Skip to content

Pyarrow

tensorflow does not support arrow backend

data types

https://pandas.pydata.org/docs/user_guide/pyarrow.html

  • string[pyarrow]: this is equivalent to pd.StringDtype('pyarrow') that can return NumPy-backed nullable types but slow

  • pd.ArrowDtype(pa.string()): will return ArrowDtype much faster

  • bool[pyarrow]

  • int64[pyarrow]

  • uint8[pyarrow]

  • uint64[pyarrow]

  • float32[pyarrow]

  • time64[us][pyarrow]

  • timestamp[s][pyarrow]? should use pd.ArrowDtype(pa.timestamp('s'))

pd.StringDtype('pyarrow'):

  • This allows pandas to utilize PyArrow's memory-efficient string representation for the data

  • Additionally, it can return NumPy-backed nullable types, meaning it can handle missing values efficiently using NumPy arrays

  • string[pyarrow]: This is a shortcut alias for pd.StringDtype('pyarrow')

pd.ArrowDtype(pa.string()):

  • It achieves similar memory efficiency as the other options

  • it returns ArrowDtype objects instead of NumPy-backed nullable types, soit might be less efficient for handling missing values compared to pd.StringDtype('pyarrow')
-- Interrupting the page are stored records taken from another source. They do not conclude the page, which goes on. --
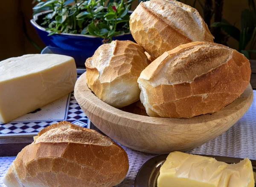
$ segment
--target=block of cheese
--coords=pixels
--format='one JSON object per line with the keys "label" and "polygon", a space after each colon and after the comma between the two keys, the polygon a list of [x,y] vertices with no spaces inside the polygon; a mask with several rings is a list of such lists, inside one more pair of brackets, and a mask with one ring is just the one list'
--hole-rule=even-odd
{"label": "block of cheese", "polygon": [[160,168],[158,187],[254,187],[248,159],[229,164],[213,158],[174,152]]}
{"label": "block of cheese", "polygon": [[28,54],[0,62],[0,122],[6,123],[72,92],[75,60],[58,54]]}

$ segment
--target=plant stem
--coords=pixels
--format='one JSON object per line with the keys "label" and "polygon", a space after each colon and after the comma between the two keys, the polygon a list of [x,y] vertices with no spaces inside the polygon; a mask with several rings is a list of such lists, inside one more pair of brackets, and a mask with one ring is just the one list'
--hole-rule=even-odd
{"label": "plant stem", "polygon": [[74,27],[74,30],[76,30],[76,18],[75,14],[74,14],[74,25],[73,26]]}
{"label": "plant stem", "polygon": [[116,25],[117,25],[117,20],[116,20],[117,19],[117,15],[116,12],[117,11],[115,12],[115,26],[114,26],[114,31],[115,31],[116,29]]}

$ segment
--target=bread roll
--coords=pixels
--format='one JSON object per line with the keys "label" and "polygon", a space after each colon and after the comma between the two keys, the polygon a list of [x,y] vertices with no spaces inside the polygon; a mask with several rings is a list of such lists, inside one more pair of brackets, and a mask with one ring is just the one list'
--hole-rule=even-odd
{"label": "bread roll", "polygon": [[249,83],[249,60],[221,45],[196,42],[166,52],[138,79],[140,100],[151,116],[190,118],[217,111]]}
{"label": "bread roll", "polygon": [[7,187],[112,187],[128,171],[127,154],[110,139],[68,122],[51,125],[19,153]]}
{"label": "bread roll", "polygon": [[181,44],[213,42],[198,11],[175,0],[141,2],[131,15],[130,28],[135,41],[155,59]]}
{"label": "bread roll", "polygon": [[103,44],[86,60],[89,88],[100,99],[116,108],[140,100],[137,82],[149,62],[142,48],[130,41]]}
{"label": "bread roll", "polygon": [[152,57],[149,55],[149,54],[148,54],[148,53],[147,52],[145,51],[145,54],[146,54],[146,55],[147,56],[148,59],[148,61],[149,61],[149,63],[152,62],[155,60]]}

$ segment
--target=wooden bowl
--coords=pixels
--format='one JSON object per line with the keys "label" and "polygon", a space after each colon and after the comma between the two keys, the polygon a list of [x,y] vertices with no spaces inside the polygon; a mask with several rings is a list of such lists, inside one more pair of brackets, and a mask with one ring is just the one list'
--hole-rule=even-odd
{"label": "wooden bowl", "polygon": [[188,119],[149,117],[102,101],[87,86],[85,73],[77,80],[74,95],[84,113],[103,133],[128,147],[152,153],[188,150],[216,137],[243,116],[253,98],[249,85],[239,98],[215,113]]}

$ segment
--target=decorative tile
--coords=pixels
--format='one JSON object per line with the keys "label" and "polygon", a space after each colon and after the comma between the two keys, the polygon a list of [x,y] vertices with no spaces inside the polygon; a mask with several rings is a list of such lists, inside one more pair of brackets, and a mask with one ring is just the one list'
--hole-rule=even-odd
{"label": "decorative tile", "polygon": [[78,104],[73,93],[8,123],[0,123],[0,137],[34,136],[44,128],[64,120],[90,128],[90,122]]}

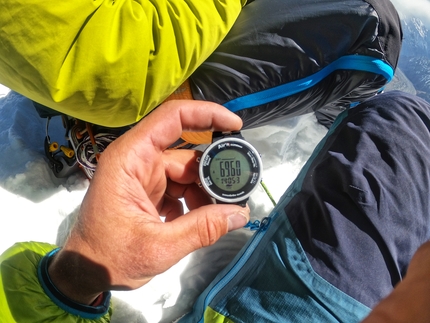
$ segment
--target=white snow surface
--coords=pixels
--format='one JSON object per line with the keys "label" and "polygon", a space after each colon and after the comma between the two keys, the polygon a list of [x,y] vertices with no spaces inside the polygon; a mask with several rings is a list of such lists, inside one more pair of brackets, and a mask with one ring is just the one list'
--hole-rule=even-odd
{"label": "white snow surface", "polygon": [[[263,180],[276,201],[325,134],[313,114],[244,131],[261,154]],[[45,135],[46,119],[39,117],[31,101],[0,85],[0,253],[21,241],[61,245],[89,185],[81,173],[65,179],[52,174],[43,152]],[[64,138],[60,120],[51,121],[49,135]],[[252,195],[249,205],[253,220],[273,208],[263,189]],[[174,321],[251,235],[247,229],[229,233],[142,288],[113,292],[112,323]]]}

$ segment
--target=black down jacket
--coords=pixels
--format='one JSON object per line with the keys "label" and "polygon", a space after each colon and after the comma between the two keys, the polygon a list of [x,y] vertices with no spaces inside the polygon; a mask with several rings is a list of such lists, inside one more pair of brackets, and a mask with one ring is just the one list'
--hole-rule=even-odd
{"label": "black down jacket", "polygon": [[381,91],[402,30],[389,0],[254,0],[191,76],[195,99],[236,112],[244,128],[340,111]]}

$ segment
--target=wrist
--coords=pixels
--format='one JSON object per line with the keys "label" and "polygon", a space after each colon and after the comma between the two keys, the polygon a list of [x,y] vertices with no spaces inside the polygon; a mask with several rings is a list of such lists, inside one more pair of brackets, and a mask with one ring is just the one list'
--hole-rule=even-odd
{"label": "wrist", "polygon": [[93,280],[95,284],[89,283],[92,277],[79,268],[82,261],[76,262],[76,258],[60,249],[46,254],[38,266],[40,284],[49,298],[66,312],[89,319],[103,316],[109,310],[110,292],[99,291],[97,280]]}

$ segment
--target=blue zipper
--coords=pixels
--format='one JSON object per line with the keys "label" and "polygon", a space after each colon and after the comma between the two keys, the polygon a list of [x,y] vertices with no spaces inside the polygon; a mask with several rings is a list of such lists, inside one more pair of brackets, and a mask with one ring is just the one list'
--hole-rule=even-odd
{"label": "blue zipper", "polygon": [[275,213],[272,217],[265,217],[261,220],[254,221],[253,223],[248,222],[245,226],[252,231],[256,231],[254,236],[251,238],[251,242],[246,248],[245,252],[238,259],[238,261],[234,264],[234,266],[227,272],[227,274],[216,283],[216,285],[210,290],[210,292],[206,295],[205,302],[203,304],[202,317],[199,320],[199,323],[204,322],[204,313],[205,309],[209,306],[209,303],[212,299],[233,279],[234,276],[239,272],[239,270],[243,267],[243,265],[248,261],[251,254],[254,252],[254,247],[261,241],[264,236],[264,233],[267,231],[270,223],[272,222],[272,218],[275,217],[277,213]]}
{"label": "blue zipper", "polygon": [[394,69],[381,59],[364,55],[342,56],[308,77],[281,84],[260,92],[243,95],[223,105],[230,111],[237,112],[280,100],[311,88],[336,70],[357,70],[379,74],[382,75],[387,82],[390,82],[394,76]]}

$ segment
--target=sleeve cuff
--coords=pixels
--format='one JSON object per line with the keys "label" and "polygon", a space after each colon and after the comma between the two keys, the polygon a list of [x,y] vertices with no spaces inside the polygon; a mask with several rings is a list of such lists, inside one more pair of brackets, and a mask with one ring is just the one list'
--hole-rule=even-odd
{"label": "sleeve cuff", "polygon": [[48,265],[52,256],[55,255],[59,250],[60,248],[52,250],[51,252],[47,253],[39,262],[37,275],[40,285],[42,286],[46,295],[48,295],[55,305],[72,315],[91,320],[95,320],[106,315],[110,306],[110,292],[103,293],[103,300],[99,303],[99,305],[89,306],[70,300],[65,295],[63,295],[52,283],[48,274]]}

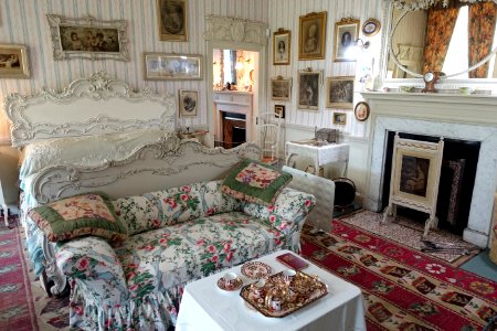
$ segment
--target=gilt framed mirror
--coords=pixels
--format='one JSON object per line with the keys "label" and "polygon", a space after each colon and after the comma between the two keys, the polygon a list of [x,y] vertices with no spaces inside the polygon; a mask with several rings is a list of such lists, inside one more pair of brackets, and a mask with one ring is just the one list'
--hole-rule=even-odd
{"label": "gilt framed mirror", "polygon": [[497,0],[385,0],[381,78],[421,85],[440,73],[446,88],[497,84]]}

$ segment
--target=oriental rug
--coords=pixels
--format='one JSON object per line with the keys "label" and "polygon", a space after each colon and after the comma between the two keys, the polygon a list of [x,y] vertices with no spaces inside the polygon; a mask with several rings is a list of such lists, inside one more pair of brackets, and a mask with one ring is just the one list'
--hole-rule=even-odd
{"label": "oriental rug", "polygon": [[18,217],[1,222],[0,330],[68,330],[68,297],[49,298],[25,255]]}
{"label": "oriental rug", "polygon": [[[393,217],[389,217],[385,224],[380,224],[382,218],[383,213],[360,211],[352,215],[340,217],[340,221],[358,226],[359,228],[367,229],[416,250],[427,248],[421,241],[424,224],[402,216],[398,216],[395,220],[393,220]],[[454,267],[461,266],[480,252],[479,247],[464,242],[461,236],[444,229],[430,229],[426,239],[447,248],[438,252],[426,252],[426,254],[448,261]],[[455,249],[451,249],[451,247],[454,247]]]}
{"label": "oriental rug", "polygon": [[497,282],[338,220],[311,229],[303,256],[361,288],[368,330],[484,330],[497,312]]}

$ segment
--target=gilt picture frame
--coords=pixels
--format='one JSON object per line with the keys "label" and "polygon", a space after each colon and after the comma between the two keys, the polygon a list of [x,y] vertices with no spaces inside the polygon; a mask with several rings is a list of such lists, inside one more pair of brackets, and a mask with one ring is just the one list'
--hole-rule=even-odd
{"label": "gilt picture frame", "polygon": [[311,12],[300,17],[298,60],[322,60],[326,50],[327,12]]}
{"label": "gilt picture frame", "polygon": [[271,99],[289,102],[292,98],[292,78],[272,78],[271,79]]}
{"label": "gilt picture frame", "polygon": [[334,113],[334,125],[347,125],[347,113]]}
{"label": "gilt picture frame", "polygon": [[298,72],[298,109],[319,110],[322,71]]}
{"label": "gilt picture frame", "polygon": [[0,78],[29,78],[28,47],[18,44],[0,44]]}
{"label": "gilt picture frame", "polygon": [[129,61],[125,20],[102,21],[93,17],[66,18],[47,14],[53,58]]}
{"label": "gilt picture frame", "polygon": [[279,29],[273,33],[273,64],[288,65],[292,52],[292,32]]}
{"label": "gilt picture frame", "polygon": [[199,107],[199,92],[180,89],[179,97],[179,116],[180,117],[197,117]]}
{"label": "gilt picture frame", "polygon": [[357,61],[356,41],[359,38],[359,20],[341,19],[335,23],[334,62]]}
{"label": "gilt picture frame", "polygon": [[159,40],[188,41],[188,1],[157,0]]}
{"label": "gilt picture frame", "polygon": [[326,107],[352,109],[353,76],[336,76],[326,78]]}
{"label": "gilt picture frame", "polygon": [[199,81],[202,76],[202,55],[144,53],[146,81]]}

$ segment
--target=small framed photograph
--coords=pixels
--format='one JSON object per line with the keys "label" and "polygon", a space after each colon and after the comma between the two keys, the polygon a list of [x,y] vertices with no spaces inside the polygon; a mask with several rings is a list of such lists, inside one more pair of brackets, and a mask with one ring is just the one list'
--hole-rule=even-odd
{"label": "small framed photograph", "polygon": [[353,81],[353,76],[326,78],[326,107],[352,109]]}
{"label": "small framed photograph", "polygon": [[29,78],[25,45],[0,44],[0,78]]}
{"label": "small framed photograph", "polygon": [[144,53],[144,79],[202,79],[202,55]]}
{"label": "small framed photograph", "polygon": [[334,113],[334,124],[345,126],[347,124],[347,113]]}
{"label": "small framed photograph", "polygon": [[300,17],[298,60],[325,58],[327,12],[311,12]]}
{"label": "small framed photograph", "polygon": [[298,109],[319,110],[322,72],[298,72]]}
{"label": "small framed photograph", "polygon": [[353,115],[359,121],[364,121],[369,117],[369,105],[364,102],[360,102],[353,108]]}
{"label": "small framed photograph", "polygon": [[357,61],[356,40],[359,36],[359,20],[341,19],[335,23],[335,62]]}
{"label": "small framed photograph", "polygon": [[362,34],[366,36],[373,36],[378,32],[380,32],[381,23],[377,19],[368,19],[362,24]]}
{"label": "small framed photograph", "polygon": [[289,30],[279,29],[273,33],[273,64],[287,65],[290,58],[292,33]]}
{"label": "small framed photograph", "polygon": [[292,78],[272,78],[271,79],[271,99],[289,102],[292,98]]}
{"label": "small framed photograph", "polygon": [[47,14],[54,60],[114,58],[129,61],[125,20],[101,21]]}
{"label": "small framed photograph", "polygon": [[187,9],[187,0],[157,0],[161,41],[188,41]]}
{"label": "small framed photograph", "polygon": [[179,115],[180,117],[195,117],[198,115],[199,92],[179,90]]}
{"label": "small framed photograph", "polygon": [[274,116],[276,118],[285,118],[285,106],[284,105],[274,105]]}

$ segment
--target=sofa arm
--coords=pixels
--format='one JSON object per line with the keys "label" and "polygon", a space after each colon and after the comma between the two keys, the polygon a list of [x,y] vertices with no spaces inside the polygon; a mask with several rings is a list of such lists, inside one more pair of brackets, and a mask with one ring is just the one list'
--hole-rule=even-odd
{"label": "sofa arm", "polygon": [[248,215],[271,222],[274,227],[285,234],[285,248],[299,253],[300,229],[315,204],[316,197],[313,194],[285,188],[273,205],[246,203],[243,211]]}
{"label": "sofa arm", "polygon": [[55,257],[71,288],[78,287],[102,307],[115,307],[127,300],[123,266],[106,241],[93,236],[72,239],[57,245]]}

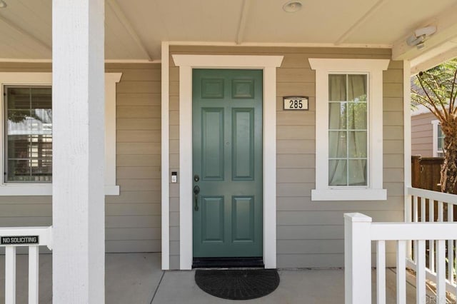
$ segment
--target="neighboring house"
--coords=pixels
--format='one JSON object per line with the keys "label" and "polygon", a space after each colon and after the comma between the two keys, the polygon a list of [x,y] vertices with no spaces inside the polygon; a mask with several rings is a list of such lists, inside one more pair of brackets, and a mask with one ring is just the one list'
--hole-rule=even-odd
{"label": "neighboring house", "polygon": [[[0,47],[0,226],[53,224],[56,273],[81,255],[72,250],[100,267],[104,251],[161,252],[166,270],[246,257],[268,268],[342,267],[345,212],[403,220],[404,82],[441,60],[405,41],[417,24],[446,20],[451,28],[426,42],[443,47],[457,26],[452,1],[406,18],[392,14],[413,5],[403,1],[303,3],[293,15],[277,1],[109,0],[104,62],[104,1],[81,1],[97,14],[54,1],[54,28],[50,6],[11,2],[0,21],[21,35]],[[49,124],[21,118],[47,119],[51,96],[36,89],[51,85],[52,138]],[[28,128],[18,133],[18,123]],[[394,265],[394,246],[386,252]]]}
{"label": "neighboring house", "polygon": [[411,111],[411,154],[443,156],[444,135],[439,121],[423,106]]}

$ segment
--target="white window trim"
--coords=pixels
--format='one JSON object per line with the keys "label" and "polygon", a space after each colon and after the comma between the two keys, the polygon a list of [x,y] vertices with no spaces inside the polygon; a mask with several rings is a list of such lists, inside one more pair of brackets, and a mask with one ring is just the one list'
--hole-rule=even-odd
{"label": "white window trim", "polygon": [[[179,263],[192,268],[192,69],[263,71],[263,263],[276,268],[276,67],[283,56],[173,55],[179,66]],[[164,141],[164,138],[162,139]],[[165,138],[168,141],[168,138]]]}
{"label": "white window trim", "polygon": [[[119,186],[116,185],[116,83],[122,73],[105,73],[105,195],[119,196]],[[0,91],[3,96],[5,85],[51,86],[51,73],[0,72]],[[1,98],[0,133],[2,146],[0,156],[0,172],[4,167],[4,102]],[[51,183],[5,183],[1,178],[0,196],[51,196]]]}
{"label": "white window trim", "polygon": [[432,149],[433,157],[438,157],[438,153],[443,153],[443,150],[438,150],[438,126],[440,124],[440,121],[434,119],[431,121],[431,131],[432,131]]}
{"label": "white window trim", "polygon": [[[316,189],[311,201],[385,201],[383,188],[383,71],[388,59],[309,59],[316,70]],[[368,161],[367,187],[328,186],[328,74],[368,74]],[[317,170],[317,168],[319,168]]]}

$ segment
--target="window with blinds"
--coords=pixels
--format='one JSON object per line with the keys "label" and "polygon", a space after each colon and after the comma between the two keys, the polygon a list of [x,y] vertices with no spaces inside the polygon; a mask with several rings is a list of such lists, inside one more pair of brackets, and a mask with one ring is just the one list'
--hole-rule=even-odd
{"label": "window with blinds", "polygon": [[6,183],[52,181],[51,86],[5,86]]}

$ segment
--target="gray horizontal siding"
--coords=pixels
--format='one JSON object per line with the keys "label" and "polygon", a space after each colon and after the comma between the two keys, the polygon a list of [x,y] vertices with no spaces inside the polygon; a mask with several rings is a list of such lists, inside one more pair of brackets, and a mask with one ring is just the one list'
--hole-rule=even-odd
{"label": "gray horizontal siding", "polygon": [[[107,252],[161,250],[161,66],[107,64],[116,86],[116,183],[106,198]],[[49,64],[1,63],[0,71],[51,72]],[[0,196],[0,226],[52,223],[50,196]]]}

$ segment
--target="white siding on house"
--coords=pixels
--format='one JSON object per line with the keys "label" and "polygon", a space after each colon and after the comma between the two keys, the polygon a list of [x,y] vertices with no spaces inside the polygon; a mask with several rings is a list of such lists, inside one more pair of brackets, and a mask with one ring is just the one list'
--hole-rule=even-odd
{"label": "white siding on house", "polygon": [[[277,69],[277,266],[343,265],[343,218],[362,212],[376,221],[403,218],[403,62],[383,73],[383,188],[387,201],[313,202],[315,187],[315,72],[308,58],[390,59],[391,51],[366,49],[178,46],[171,54],[283,55]],[[170,59],[170,171],[179,171],[179,68]],[[284,111],[283,96],[309,96],[308,111]],[[179,268],[179,184],[170,187],[170,268]],[[393,262],[388,247],[388,262]]]}

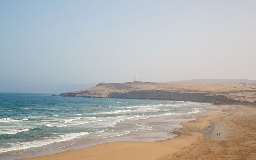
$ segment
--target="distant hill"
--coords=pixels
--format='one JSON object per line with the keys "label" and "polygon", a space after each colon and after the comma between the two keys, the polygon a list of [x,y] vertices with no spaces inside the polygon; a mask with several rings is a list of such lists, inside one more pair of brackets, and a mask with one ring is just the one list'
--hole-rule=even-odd
{"label": "distant hill", "polygon": [[198,82],[201,83],[256,83],[256,80],[247,79],[194,79],[188,81],[176,81],[169,82],[171,83]]}
{"label": "distant hill", "polygon": [[3,91],[1,91],[1,92],[22,93],[45,93],[59,94],[61,92],[68,92],[89,88],[95,86],[97,84],[98,84],[36,85],[10,89]]}
{"label": "distant hill", "polygon": [[61,93],[60,95],[256,105],[256,83],[101,83],[90,88]]}

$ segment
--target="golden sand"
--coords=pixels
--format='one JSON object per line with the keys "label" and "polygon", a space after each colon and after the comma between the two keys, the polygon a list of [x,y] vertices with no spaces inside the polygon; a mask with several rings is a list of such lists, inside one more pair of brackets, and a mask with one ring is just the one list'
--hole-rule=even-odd
{"label": "golden sand", "polygon": [[[164,141],[108,142],[20,159],[256,159],[256,108],[221,106],[216,110],[223,109],[226,112],[182,123],[185,129],[175,133],[180,135]],[[220,136],[215,131],[221,131]]]}

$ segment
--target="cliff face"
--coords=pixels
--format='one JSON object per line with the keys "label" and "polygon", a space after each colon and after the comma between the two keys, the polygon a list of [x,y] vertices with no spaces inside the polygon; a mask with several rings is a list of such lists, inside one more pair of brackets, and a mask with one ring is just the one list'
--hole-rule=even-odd
{"label": "cliff face", "polygon": [[256,104],[256,84],[101,83],[86,90],[62,93],[66,97],[158,99],[221,104]]}

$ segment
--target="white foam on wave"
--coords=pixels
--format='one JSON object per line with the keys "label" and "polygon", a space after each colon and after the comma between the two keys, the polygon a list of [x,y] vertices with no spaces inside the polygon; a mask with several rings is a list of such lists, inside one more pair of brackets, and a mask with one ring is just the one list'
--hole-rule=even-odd
{"label": "white foam on wave", "polygon": [[28,131],[33,129],[1,131],[0,131],[0,134],[15,134],[17,133]]}
{"label": "white foam on wave", "polygon": [[74,120],[78,120],[78,119],[80,119],[80,118],[76,118],[65,119],[63,120],[60,121],[60,122],[63,122],[64,123],[67,123],[68,122],[72,122]]}
{"label": "white foam on wave", "polygon": [[0,153],[6,152],[16,150],[23,150],[32,147],[36,147],[45,146],[54,143],[68,140],[78,137],[81,137],[89,134],[87,132],[81,132],[76,133],[68,133],[60,135],[57,137],[42,140],[30,142],[9,143],[10,147],[1,148]]}
{"label": "white foam on wave", "polygon": [[89,122],[82,122],[78,123],[74,123],[73,124],[66,124],[64,125],[57,125],[54,124],[52,124],[51,125],[49,124],[45,124],[45,126],[49,127],[67,127],[67,126],[69,126],[70,125],[79,125],[79,124],[86,124],[87,123],[91,123],[92,122],[98,122],[99,121],[90,121]]}
{"label": "white foam on wave", "polygon": [[23,121],[28,120],[28,119],[26,118],[22,119],[13,119],[12,118],[2,118],[0,119],[0,122],[6,123],[6,122],[17,122],[18,121]]}

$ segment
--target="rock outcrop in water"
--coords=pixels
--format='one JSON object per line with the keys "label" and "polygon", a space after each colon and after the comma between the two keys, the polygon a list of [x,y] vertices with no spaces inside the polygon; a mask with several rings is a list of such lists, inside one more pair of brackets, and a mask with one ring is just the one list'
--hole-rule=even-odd
{"label": "rock outcrop in water", "polygon": [[61,93],[59,95],[256,105],[255,93],[255,83],[156,83],[135,81],[101,83],[88,89]]}

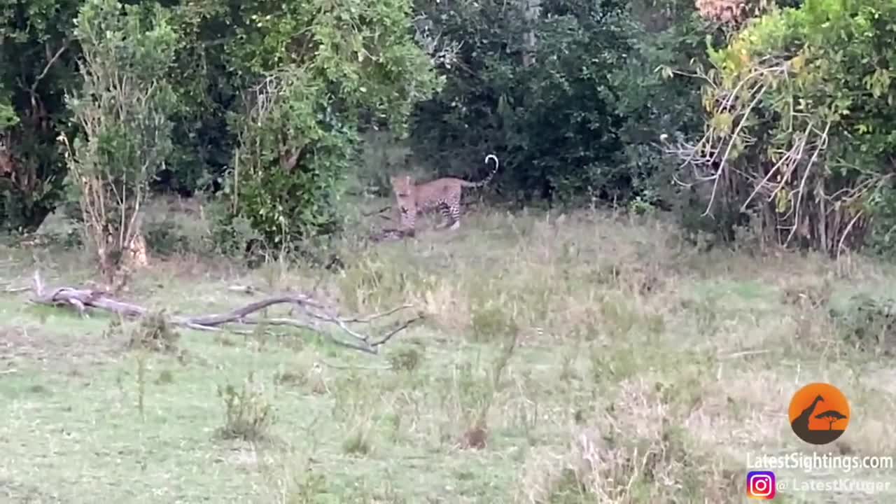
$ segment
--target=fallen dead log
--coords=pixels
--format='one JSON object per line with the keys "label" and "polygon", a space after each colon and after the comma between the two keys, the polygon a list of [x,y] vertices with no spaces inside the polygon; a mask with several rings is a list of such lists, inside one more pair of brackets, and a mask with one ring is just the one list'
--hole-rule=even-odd
{"label": "fallen dead log", "polygon": [[[140,318],[151,313],[151,310],[142,306],[115,300],[108,292],[104,291],[73,289],[71,287],[57,287],[52,291],[47,291],[40,279],[40,274],[37,271],[34,273],[34,283],[31,291],[33,294],[30,300],[30,302],[40,305],[73,307],[82,317],[87,315],[88,308],[105,310],[125,318]],[[297,307],[306,315],[306,318],[249,317],[254,313],[278,304],[288,304]],[[396,327],[375,338],[371,337],[370,335],[361,334],[351,328],[350,325],[369,324],[377,318],[388,317],[409,308],[411,308],[411,305],[406,304],[383,313],[362,317],[345,317],[332,313],[323,304],[309,296],[305,294],[289,294],[260,300],[227,313],[194,317],[170,316],[167,317],[167,319],[170,324],[175,326],[199,331],[241,332],[233,327],[227,326],[232,324],[246,326],[288,326],[309,329],[324,335],[336,344],[375,354],[378,353],[380,346],[388,343],[398,333],[422,319],[423,316],[418,314],[416,317],[399,324]],[[331,331],[327,330],[327,326],[339,329],[346,337],[336,337]],[[243,332],[245,333],[245,331]]]}

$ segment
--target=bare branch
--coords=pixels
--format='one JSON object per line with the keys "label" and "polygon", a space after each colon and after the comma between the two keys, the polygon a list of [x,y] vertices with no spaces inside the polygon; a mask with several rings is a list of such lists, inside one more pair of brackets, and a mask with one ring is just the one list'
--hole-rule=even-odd
{"label": "bare branch", "polygon": [[[60,287],[48,292],[44,291],[43,282],[40,280],[39,272],[34,274],[34,295],[30,301],[36,304],[51,306],[72,306],[82,316],[87,314],[88,308],[99,308],[108,311],[126,318],[139,318],[145,317],[150,310],[139,305],[119,301],[109,297],[108,293],[102,291],[88,289],[72,289],[69,287]],[[288,304],[301,308],[310,317],[310,320],[300,320],[295,318],[273,317],[273,318],[250,318],[254,313],[261,311],[268,307]],[[411,308],[411,305],[405,304],[391,310],[376,313],[366,317],[344,317],[331,313],[323,304],[311,299],[305,294],[289,294],[275,296],[265,300],[261,300],[254,303],[249,303],[244,307],[233,309],[227,313],[198,315],[193,317],[175,316],[169,317],[168,321],[182,327],[195,329],[197,331],[222,331],[226,330],[234,333],[247,334],[248,331],[237,328],[225,327],[229,324],[241,324],[246,326],[288,326],[301,329],[307,329],[318,333],[327,337],[331,342],[366,353],[375,354],[379,347],[389,342],[395,335],[409,327],[412,324],[421,320],[422,315],[407,320],[400,324],[396,328],[392,329],[384,335],[372,338],[369,335],[363,335],[349,326],[349,324],[359,323],[367,324],[377,318],[382,318],[392,315],[401,309]],[[339,328],[348,338],[338,338],[329,331],[324,326],[329,325]]]}

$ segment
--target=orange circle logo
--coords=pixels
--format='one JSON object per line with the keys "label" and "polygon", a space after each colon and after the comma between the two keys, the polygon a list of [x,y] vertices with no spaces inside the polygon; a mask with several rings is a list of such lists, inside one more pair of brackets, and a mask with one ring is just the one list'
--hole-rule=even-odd
{"label": "orange circle logo", "polygon": [[849,404],[846,395],[829,383],[810,383],[790,399],[790,428],[806,443],[826,445],[846,432]]}

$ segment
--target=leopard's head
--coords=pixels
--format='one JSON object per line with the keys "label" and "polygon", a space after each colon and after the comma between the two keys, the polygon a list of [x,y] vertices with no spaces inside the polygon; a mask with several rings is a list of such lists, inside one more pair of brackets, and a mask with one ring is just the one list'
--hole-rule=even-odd
{"label": "leopard's head", "polygon": [[412,213],[417,208],[414,200],[414,179],[409,175],[399,175],[390,177],[389,181],[392,183],[399,210],[402,214]]}

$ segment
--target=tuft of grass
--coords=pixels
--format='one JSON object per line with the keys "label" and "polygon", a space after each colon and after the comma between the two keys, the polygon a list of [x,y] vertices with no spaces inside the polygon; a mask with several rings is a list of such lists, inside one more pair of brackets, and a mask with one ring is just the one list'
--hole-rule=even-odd
{"label": "tuft of grass", "polygon": [[224,425],[217,430],[218,436],[245,441],[269,439],[274,410],[259,386],[251,372],[238,389],[230,384],[219,386],[218,395],[224,403]]}
{"label": "tuft of grass", "polygon": [[165,310],[155,311],[143,317],[130,332],[128,347],[145,349],[164,353],[177,353],[178,333],[168,322]]}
convert backend arrow/numpy

currently not possible using global setting

data = {'c1': [3, 2, 1, 0], 'c2': ['a', 'b', 'c', 'd']}
df = pd.DataFrame(data)
d2 = df.convert_dtypes(dtype_backend='pyarrow')
d3 = d2.convert_dtypes(dtype_backend='numpy_nullable')
print(df.dtypes)
print(d2.dtypes)
print(d3.dtypes)

Notice that

  • df string type is object while

  • d3 string type is string[python], preserves pd.NA

    some_series.astype(str)              # object
    some_series.astype('string')         # string[python]
    some_series.astype(pd.StringDtype()) # string[python]
    

pyarrow table to pandas[pyarrow]

import pyarrow.csv as pv
d = pv.read_csv('data.csv').to_pandas(types_mapper=pd.ArrowDtype)

pyarrow backend issues

  • mod and divmod not implmented: https://github.com/pandas-dev/pandas/pull/56694/files
    import pandas as pd
    d = pd.DataFrame({'x': [1,2,3]}, dtype='int64[pyarrow]')
    (d['x'] + 2).mod(2) + 1